Mi hijo pone música clásica, se asegura de que las ventanillas estén bien cerradas, regula la temperatura del coche a veinte grados, no sobrepasa la velocidad autorizada y, a cada frenazo algo brusco, extiende el brazo para protegerme. Me gustaría decirle que no tenga tanto miedo por mí ni tanto miedo por él.
En Saint-Martin, circulamos por un camino de tierra y arena en el que enormes acacias han dejado caer minúsculas cáscaras. El coche da saltitos y eso sí que despierta. Hace mucho tiempo que sé que David está en este cementerio, junto a los demás, los que murieron de fatiga, de disentería, de malaria, de tifus, de tristeza, de locura. Durante los primeros años, cuando el recuerdo de David no me abandonaba ni un instante, yo era demasiado joven para venir aquí y afrontar la situación. Posteriormente, me puse fechas de visita -mi cumpleaños, el día de su muerte, año nuevo, Navidad-, pero no vine nunca. Lo cierto es que me faltaba el valor y que, francamente, pensaba que nunca llegaría a reunirlo. Pero ya ves, hoy, como he soñado con David, todo me parece fácil, evidente, no tengo miedo, no estoy triste.

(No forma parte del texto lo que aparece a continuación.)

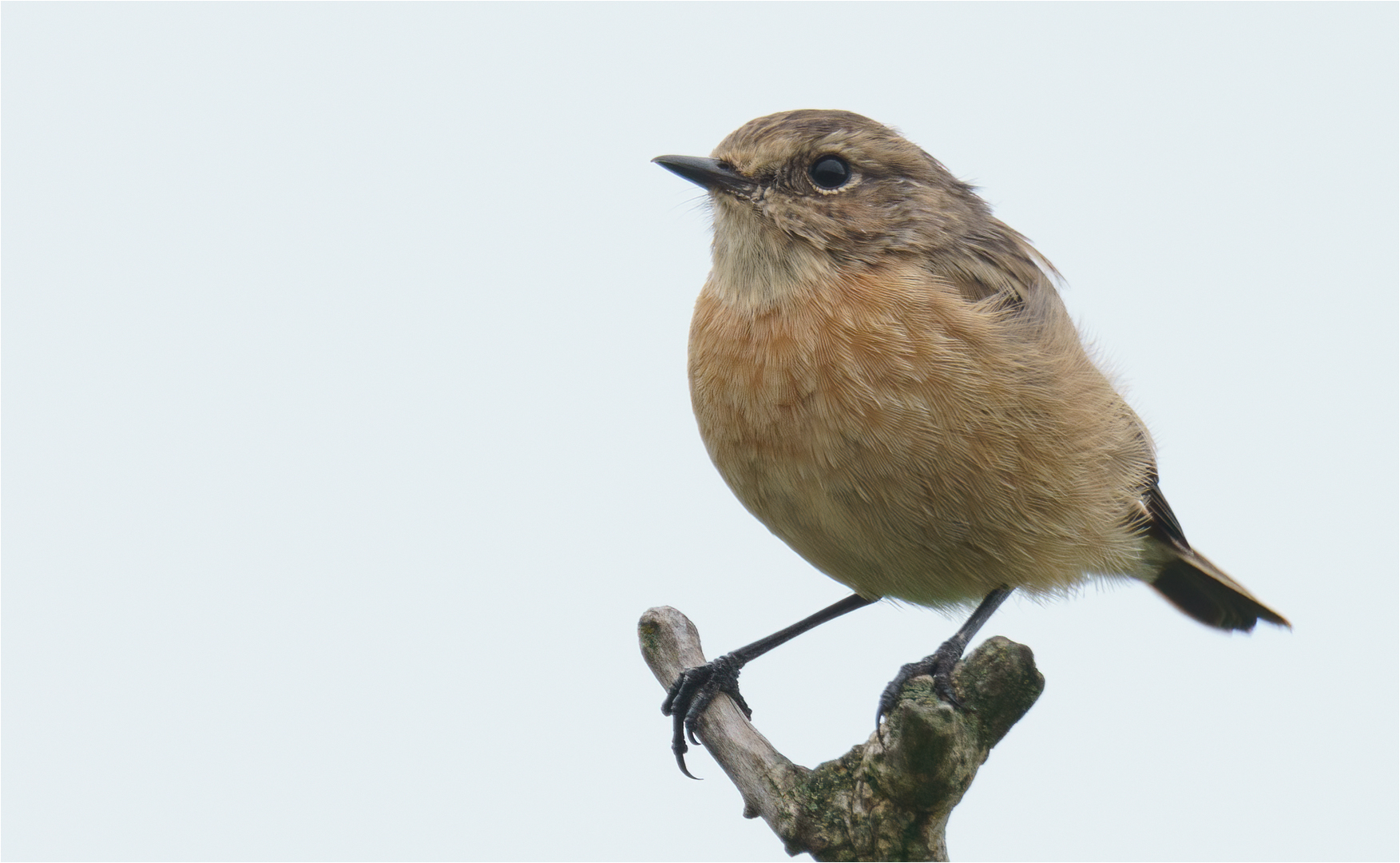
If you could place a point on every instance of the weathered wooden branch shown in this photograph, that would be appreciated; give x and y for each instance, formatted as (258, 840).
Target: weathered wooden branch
(885, 799)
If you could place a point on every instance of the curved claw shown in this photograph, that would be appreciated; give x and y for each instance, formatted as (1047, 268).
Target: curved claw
(689, 697)
(940, 666)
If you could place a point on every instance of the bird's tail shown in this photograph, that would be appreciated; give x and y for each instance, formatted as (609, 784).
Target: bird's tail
(1203, 591)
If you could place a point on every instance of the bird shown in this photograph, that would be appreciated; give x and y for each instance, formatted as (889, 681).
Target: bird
(886, 377)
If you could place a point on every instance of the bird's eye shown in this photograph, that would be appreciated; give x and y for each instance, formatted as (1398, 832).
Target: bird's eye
(831, 171)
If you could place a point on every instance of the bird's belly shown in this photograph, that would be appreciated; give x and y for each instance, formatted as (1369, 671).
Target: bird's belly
(907, 467)
(866, 509)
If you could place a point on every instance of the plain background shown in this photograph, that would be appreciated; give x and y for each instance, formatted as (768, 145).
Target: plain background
(347, 433)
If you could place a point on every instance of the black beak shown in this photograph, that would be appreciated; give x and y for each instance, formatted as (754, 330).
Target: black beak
(708, 173)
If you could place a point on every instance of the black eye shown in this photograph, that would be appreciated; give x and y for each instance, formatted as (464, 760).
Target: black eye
(831, 171)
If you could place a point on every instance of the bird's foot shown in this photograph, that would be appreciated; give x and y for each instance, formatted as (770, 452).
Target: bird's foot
(692, 694)
(940, 666)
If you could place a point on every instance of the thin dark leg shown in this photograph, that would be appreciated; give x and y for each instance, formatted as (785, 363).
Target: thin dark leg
(940, 664)
(696, 686)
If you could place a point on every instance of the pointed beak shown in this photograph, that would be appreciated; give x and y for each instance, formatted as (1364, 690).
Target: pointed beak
(708, 173)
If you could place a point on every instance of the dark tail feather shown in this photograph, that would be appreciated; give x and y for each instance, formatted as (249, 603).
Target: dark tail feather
(1203, 591)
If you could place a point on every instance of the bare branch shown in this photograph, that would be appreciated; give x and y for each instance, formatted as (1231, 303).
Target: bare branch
(884, 800)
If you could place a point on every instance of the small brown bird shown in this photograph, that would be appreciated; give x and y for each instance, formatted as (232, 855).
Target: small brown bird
(885, 376)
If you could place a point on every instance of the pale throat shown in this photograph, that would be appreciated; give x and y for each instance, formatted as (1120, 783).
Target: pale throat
(759, 266)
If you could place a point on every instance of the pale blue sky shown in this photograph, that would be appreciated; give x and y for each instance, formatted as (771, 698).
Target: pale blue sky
(346, 431)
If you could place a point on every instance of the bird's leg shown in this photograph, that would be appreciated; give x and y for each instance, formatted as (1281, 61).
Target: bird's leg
(696, 686)
(940, 664)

El cementerio está muy bien conservado. Lo rodea un muro bajo de ladrillos rojos, como los de las casas inglesas. Las tumbas que lucen la estrella de David están alineadas en filas de diez, frente al mar azul eléctrico (o metalizado, como podría decir mi hijo). Con los árboles alrededor, se tiene la impresión de que esas estrellas están esperando que el cielo descienda. A los nueve años, yo estaba convencido de que David me tomaba el pelo cuando me dijo que la estrella que llevaba al cuello se llamaba como él. Eso me humillaba. Me tomas por tonto, le repliqué alzando la voz. Pero ¿qué podía yo saber, a los nueve años, de los judíos y de la estrella de David?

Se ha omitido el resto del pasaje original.